KmerAlphabet#

class KmerAlphabet(words: tuple[StrOrBytes, ...], monomers: CharAlphabet[StrOrBytes], k: int, gap: StrOrBytes | None = None, missing: StrOrBytes | None = None)#

k-mer alphabet represents complete non-monomer alphabets

Attributes:
gap_char
gap_index
missing_char
missing_index
moltype
motif_len
num_canonical

Methods

count(value, /)

Return number of occurrences of value.

from_index(kmer_index)

decodes an integer into a k-mer

from_indices(kmer_indices[, independent_kmer])

converts array of k-mer indices into an array of monomer indices

from_rich_dict(data)

returns an instance from a serialised dictionary

index(value[, start, stop])

Return first index of value.

is_valid(seq)

seq is valid for alphabet

to_index(seq)

encodes a k-mer as a single integer

to_indices(seq[, independent_kmer])

returns a sequence of k-mer indices

to_json()

returns a serialisable string

to_rich_dict([for_pickle])

returns a serialisable dictionary

with_gap_motif([include_missing])

returns a new KmerAlphabet with the gap motif added

Notes

Differs from SenseCodonAlphabet case by representing all possible permutations of k-length of the provided monomer alphabet. More efficient mapping between integers and k-length strings

count(value, /)#

Return number of occurrences of value.

from_index(kmer_index: int) ndarray[tuple[int, ...], dtype[integer]]#

decodes an integer into a k-mer

from_indices(kmer_indices: ndarray[tuple[int, ...], dtype[integer]], independent_kmer: bool = True) ndarray[tuple[int, ...], dtype[integer]]#

converts array of k-mer indices into an array of monomer indices

Parameters:
kmer_indices

a sequence of k-mer indices

independent_kmer

whether the k-mers are overlapping or not _description_

classmethod from_rich_dict(data: dict[str, Any]) KmerAlphabet[StrOrBytes]#

returns an instance from a serialised dictionary

property gap_char: StrOrBytes | None#
property gap_index: int | None#
index(value, start=0, stop=sys.maxsize, /)#

Return first index of value.

Raises ValueError if the value is not present.

is_valid(seq: str | bytes | ndarray[tuple[int, ...], dtype[integer]]) bool#

seq is valid for alphabet

Parameters:
seq

a numpy array of integers

Notes

This will raise a TypeError for string or bytes.

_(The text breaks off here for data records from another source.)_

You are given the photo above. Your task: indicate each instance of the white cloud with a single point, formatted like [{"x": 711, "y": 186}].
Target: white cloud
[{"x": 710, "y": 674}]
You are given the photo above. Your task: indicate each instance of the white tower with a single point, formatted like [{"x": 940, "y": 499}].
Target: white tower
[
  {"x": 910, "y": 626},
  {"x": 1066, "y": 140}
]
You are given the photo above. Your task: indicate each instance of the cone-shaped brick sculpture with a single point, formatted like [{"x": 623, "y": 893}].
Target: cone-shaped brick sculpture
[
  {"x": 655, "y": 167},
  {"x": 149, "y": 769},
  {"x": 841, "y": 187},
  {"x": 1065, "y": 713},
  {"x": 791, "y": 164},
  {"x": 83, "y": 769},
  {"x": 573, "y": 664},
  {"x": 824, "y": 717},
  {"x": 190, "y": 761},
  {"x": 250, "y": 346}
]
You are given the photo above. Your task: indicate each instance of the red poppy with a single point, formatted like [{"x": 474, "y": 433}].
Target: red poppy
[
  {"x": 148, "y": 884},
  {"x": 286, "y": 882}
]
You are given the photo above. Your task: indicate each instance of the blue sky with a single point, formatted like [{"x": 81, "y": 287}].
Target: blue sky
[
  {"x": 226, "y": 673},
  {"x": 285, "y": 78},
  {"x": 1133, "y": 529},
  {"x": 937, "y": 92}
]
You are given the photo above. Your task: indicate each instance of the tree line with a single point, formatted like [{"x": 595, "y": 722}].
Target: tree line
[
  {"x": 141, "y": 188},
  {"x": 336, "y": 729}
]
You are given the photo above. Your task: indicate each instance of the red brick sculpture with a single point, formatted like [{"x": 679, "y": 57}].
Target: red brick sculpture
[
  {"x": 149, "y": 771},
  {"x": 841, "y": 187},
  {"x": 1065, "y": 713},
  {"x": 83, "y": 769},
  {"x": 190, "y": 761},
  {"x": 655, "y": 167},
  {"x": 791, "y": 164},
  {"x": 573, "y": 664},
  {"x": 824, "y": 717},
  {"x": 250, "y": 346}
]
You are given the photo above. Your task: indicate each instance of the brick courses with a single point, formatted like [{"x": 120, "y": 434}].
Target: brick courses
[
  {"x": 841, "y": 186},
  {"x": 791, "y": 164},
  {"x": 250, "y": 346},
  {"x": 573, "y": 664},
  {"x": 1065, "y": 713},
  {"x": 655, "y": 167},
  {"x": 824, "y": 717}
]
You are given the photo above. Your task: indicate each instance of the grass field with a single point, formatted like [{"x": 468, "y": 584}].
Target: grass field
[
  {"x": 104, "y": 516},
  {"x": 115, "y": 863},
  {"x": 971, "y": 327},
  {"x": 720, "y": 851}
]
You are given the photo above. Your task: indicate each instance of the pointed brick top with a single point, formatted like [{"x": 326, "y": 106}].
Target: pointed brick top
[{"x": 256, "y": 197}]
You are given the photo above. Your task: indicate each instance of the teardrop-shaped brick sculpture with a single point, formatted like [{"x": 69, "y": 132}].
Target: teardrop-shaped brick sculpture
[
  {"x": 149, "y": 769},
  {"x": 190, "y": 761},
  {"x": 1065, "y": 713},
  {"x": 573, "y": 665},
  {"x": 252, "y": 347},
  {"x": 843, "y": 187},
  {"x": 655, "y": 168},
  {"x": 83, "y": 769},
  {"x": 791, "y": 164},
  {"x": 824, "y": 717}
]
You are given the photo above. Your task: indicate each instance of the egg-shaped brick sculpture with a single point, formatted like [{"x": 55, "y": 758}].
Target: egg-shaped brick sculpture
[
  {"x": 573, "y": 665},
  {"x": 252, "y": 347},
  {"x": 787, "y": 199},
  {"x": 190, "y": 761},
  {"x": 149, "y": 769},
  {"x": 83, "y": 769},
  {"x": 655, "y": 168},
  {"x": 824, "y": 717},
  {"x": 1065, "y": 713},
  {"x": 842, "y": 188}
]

Using to_indices() to convert those ensures a valid result.

property missing_char: StrOrBytes | None#
property missing_index: int | None#
property moltype: MolType[StrOrBytes] | None#
property motif_len: int#
property num_canonical: int#
to_index(seq: str | bytes | ndarray[tuple[int, ...], dtype[integer]]) int#

encodes a k-mer as a single integer

Parameters:
seq

sequence to be encoded, can be either a string or numpy array

overlapping

if False, performs operation on sequential k-mers, e.g. codons

Notes

If self.gap_char is defined, then the following rules apply: returns num_states**k if a k-mer contains a gap character, otherwise returns num_states**k + 1 if a k-mer contains a non-canonical character. If self.gap_char is not defined, returns num_states**k for both cases.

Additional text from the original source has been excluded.